Ethereum ETFs Reverse Weekly Outflows as XRP Funds Post Strong Gains - A Bullish Signal for 2026?
Fund flows just flipped the script. After weeks of capital flight, Ethereum exchange-traded funds are seeing money pour back in. Meanwhile, XRP-focused investment products are racking up consecutive weekly gains, painting a picture of selective but decisive institutional appetite.
The Big Pivot
It's a sentiment shift you can measure in dollars. The outflows have stopped, reversed, and turned into inflows. That's not just a technical bounce; it's a vote of confidence in Ethereum's core infrastructure narrative as the network continues its post-merge evolution. The smart money isn't just watching—it's repositioning.
XRP's Steady Climb
While Ethereum recovers, XRP funds are building momentum. Week after week, the gains stack up. This isn't the explosive, hype-driven pump of meme coins. It's a sustained accumulation that suggests a growing cohort of investors is betting on resolution and utility beyond the courtroom headlines—a bet on the actual use case finally getting its day in the sun, both literally and figuratively.
The Takeaway for Traders
Forget the noise. This divergence tells a clearer story: institutional players are making targeted moves, not broad-sector bets. They're buying specific theses—Ethereum's foundational role and XRP's potential settlement breakthrough. It's a strategy that bypasses the vague 'crypto is the future' mantra for something more concrete. As one fund manager might say (over a very expensive lunch), it's the difference between investing in 'the internet' and investing in the pipes that make it work—turns out, Wall Street still likes pipes, especially when they think they can meter the flow.

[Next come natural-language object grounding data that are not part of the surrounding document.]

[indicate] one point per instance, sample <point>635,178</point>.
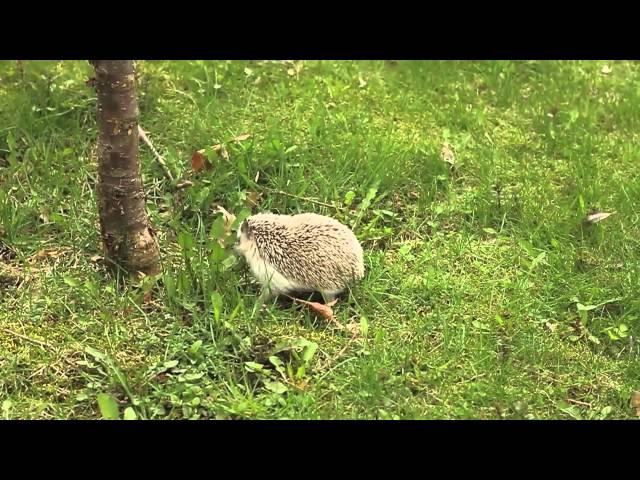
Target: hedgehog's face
<point>243,238</point>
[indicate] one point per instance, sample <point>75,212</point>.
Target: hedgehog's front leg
<point>330,295</point>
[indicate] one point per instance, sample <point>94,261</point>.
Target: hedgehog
<point>300,253</point>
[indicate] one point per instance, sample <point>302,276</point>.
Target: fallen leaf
<point>635,402</point>
<point>324,310</point>
<point>447,154</point>
<point>219,149</point>
<point>597,217</point>
<point>253,199</point>
<point>199,162</point>
<point>354,329</point>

Ethereum Strength Reflects Growing XRP ETF Positions
XRP exchange-traded funds continued making steady gains alongside Ethereum. The products saw $43.9 million in net inflows on Monday. This was their best daily inflow since early December. XRP ETFs have not had a single net outflow day since ETF launch, and as a result, the cumulative inflows exceeded $1.1 billion.
Although the volume for XRP ETF is still smaller than Ethereum funds, the FLOW pattern has attracted attention. Investors are not quickly rotating positions. Instead, allocations seem slow and purposeful. Market participants consider these actions to be positioning as opposed to short-term trading.
Flows across other altcoin ETFs reflected widening separation within the market. solana ETFs continued to attract capital, bringing cumulative net inflows to approximately $750 million. After posting a rare net outflow on Dec. 3, Solana products later returned to consistent inflows. The pace is slower than XRP but is as steady as many peers.
Solana ETFs Hold Firm as Chainlink Records Gradual Inflows
Solana ETFs have only had three outflow days since launch. This performance indicates reluctance to be confident despite overall market volatility. Trading volumes are, however, still moderate compared to Ethereum products, which limits their impact on the Flow of funds overall.
Chainlink ETFs also displayed a similar accumulation trend through December. The products brought in almost $2 million in net inflows Monday. Cumulative inflows stood at approximately $58 million. Several sessions of flat flow indicated subdued trading rather than speculative demand.
Dogecoin ETFs continued to lose traction. SoSoValue data shows that cumulative net inflows remained consistently close to $2 million. The total value traded fell to $67,000 on Monday. This was a record-low daily volume for Dogecoin ETFs this month and was indicative of a waning investor interest.
Asset manager CoinShares reported that the decline stemmed from delays to the Digital Asset Market Clarity Act, which extended regulatory uncertainty and aligned with heavier selling by large holders.